Na cozinha, o garoto Riad, de 13 anos, ajuda a mãe na preparação de pratos típicos – a forma que encontraram para ganhar a vida por aqui. Nas paredes da casa, trechos do alcorão foram colocados ao lado de um mapa do Brasil.

Talal contou sua saga e a de sua família a EXAME.com na última semana. Confira seu depoimento:

Talal com seus filhos Riad, Sara (no colo) e Yara e sua mulher Gazhal (Reprodução/Facebook)

“A guerra começou no meu país em 2011, na cidade de Daara, mas depois tomou toda a Síria. Em 2012, deixei Damasco, cidade onde morava, e fui ao Líbano com minha família para tirar um certificado da língua inglesa.

Quando voltei de lá, ao chegar à fronteira, fui preso. O governo da Síria me pegou e me enviou à prisão porque meu nome era igual ao de uma pessoa procurada por eles. Fiquei preso por três meses e meio.

Durante esse tempo, minha família não sabia muito bem o que tinha acontecido comigo. Eles não tinham informações. Não sabiam se eu tinha morrido ou se ainda estava vivo. Na prisão, conheci uma pessoa que me falou: ‘Se você sair daqui é melhor deixar a Síria. Viaje para outro país antes que o governo te prenda de novo’.

Depois de 15 dias, fui solto e decidi me mudar para o Líbano. Deixei três lojas que tinha com meu irmão e abandonei meu apartamento e um escritório próprio, onde trabalhava como engenheiro. Saí da Síria com minha mulher Gazhal e meus filhos Riad e Yara.

Fiquei dez meses em Beirute. Como não gostei da cidade, fui às embaixadas de outros países para pedir um visto. Tentei Alemanha, Suíça, Estados Unidos, Canadá. Todos diziam “Não. Você é sírio e não poderá tirar o visto. Precisa de mais documentos”.

Em novembro de 2013, liguei para o embaixador do Brasil.

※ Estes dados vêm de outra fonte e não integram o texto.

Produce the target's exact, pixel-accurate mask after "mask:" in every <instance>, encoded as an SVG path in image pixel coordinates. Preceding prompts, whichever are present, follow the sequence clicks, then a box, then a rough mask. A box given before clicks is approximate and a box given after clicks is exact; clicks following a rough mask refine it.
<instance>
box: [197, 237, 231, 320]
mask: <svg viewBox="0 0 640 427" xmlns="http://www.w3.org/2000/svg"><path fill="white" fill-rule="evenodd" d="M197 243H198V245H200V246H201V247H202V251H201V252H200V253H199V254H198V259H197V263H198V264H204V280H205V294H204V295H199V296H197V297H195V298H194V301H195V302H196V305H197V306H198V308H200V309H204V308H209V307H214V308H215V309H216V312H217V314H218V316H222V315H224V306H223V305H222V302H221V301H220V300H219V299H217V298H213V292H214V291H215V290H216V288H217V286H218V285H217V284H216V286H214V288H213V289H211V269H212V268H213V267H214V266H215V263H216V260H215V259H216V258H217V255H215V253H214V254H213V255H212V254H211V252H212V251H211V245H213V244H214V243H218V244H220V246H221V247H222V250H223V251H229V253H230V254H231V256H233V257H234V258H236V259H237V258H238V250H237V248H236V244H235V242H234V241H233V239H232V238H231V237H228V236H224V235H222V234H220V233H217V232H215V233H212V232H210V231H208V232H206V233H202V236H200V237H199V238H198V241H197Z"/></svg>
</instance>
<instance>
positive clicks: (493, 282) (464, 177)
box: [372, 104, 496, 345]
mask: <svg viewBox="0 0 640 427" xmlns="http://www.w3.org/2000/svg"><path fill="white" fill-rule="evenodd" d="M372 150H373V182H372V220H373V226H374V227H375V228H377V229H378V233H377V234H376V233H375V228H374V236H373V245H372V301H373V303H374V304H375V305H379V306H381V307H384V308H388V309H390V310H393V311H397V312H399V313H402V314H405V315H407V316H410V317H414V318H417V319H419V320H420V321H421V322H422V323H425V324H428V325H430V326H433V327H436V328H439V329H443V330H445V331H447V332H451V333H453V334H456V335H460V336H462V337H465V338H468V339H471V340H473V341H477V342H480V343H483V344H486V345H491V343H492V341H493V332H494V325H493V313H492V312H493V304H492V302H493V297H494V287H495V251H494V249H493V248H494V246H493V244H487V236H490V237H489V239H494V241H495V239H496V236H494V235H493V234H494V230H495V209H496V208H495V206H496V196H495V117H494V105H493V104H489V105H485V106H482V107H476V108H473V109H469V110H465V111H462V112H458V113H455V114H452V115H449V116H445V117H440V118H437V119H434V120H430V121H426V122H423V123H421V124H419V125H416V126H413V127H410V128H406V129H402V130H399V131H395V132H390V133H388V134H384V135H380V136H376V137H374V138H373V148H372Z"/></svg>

Não sabia muito sobre o seu país. Para mim, Brasil era futebol, São Paulo, Rio de Janeiro, café e Amazonas. Isso não era só pra mim. Os sírios me falavam “não sei qual é a língua deles, não sei o que eles fazem”. Eu só pensava em deixar o Líbano.

Talal com Sara no colo: a caçula da família nasceu no Brasil (Rita Azevedo/Exame.com)

Depois de algumas semanas, levei nossos passaportes. Conversei com uma pessoa da embaixada para saber qual era a melhor cidade para mim. Ele me falou: ‘Vá para São Paulo porque a economia é forte. Fique no Brás, porque tem muitos árabes e uma mesquita’.

Pesquisei na internet o telefone da mesquita e falei com uma pessoa que me recebeu no aeroporto. Fiquei na casa dele por três meses. Ele me ajudou a alugar um apartamento, a colocar as crianças na escola e a trabalhar na feira do Brás vendendo roupas. Estudei português dentro da mesquita.

Em maio de 2014, comecei a trabalhar em uma empresa de engenharia. Saí em março deste ano porque a economia ficou ruim e muita gente foi demitida. Trabalhava lá como engenheiro, mas não recebia o salário da profissão porque meu diploma só é aceito na Síria. Tudo aqui custa muito. Luz, internet, casa. Precisava receber mais.

No dia do aniversário da minha filha, fiz uma festa aqui com pratos típicos. Um dos meus novos amigos brasileiros disse que minha comida era muito boa e me perguntou por que não vendia alguns pratos. Ele me contou que aqui as pessoas gostam muito de experimentar.

Jantar na casa de Talal al-Tinawi: mesa posta com pratos típicos (Rita Azevedo/Exame.com)


Essa pessoa fez uma página no Facebook onde comecei a divulgar meu trabalho. Participei de feiras na mesquita, no Museu da Imigração e em eventos de organizações que recebem refugiados.

Falei com um voluntário de uma organização que precisava de mais dinheiro para abrir uma loja. Ele me perguntou se conhecia sites de financiamento coletivo. Escrevi o texto da página do meu jeito, na minha língua portuguesa, explicando que queria comprar geladeira, forno, tudo para cozinhar. Quero abrir uma loja para vender comida pronta ou abrir um food truck.

Na Síria, ainda tenho meu pai e um irmão. Meus outros irmãos estão em outros países há mais tempo. Falo com todos eles todos os dias pelo WhatsApp. Minha esposa também deixou parte da família lá.

Não acho que vou voltar a morar na Síria. Só para visitar. A guerra deve demorar para acabar. Acho que só daqui três anos. Tenho minha vida aqui. Comecei por aqui e se for para Síria terei que começar do zero lá também”.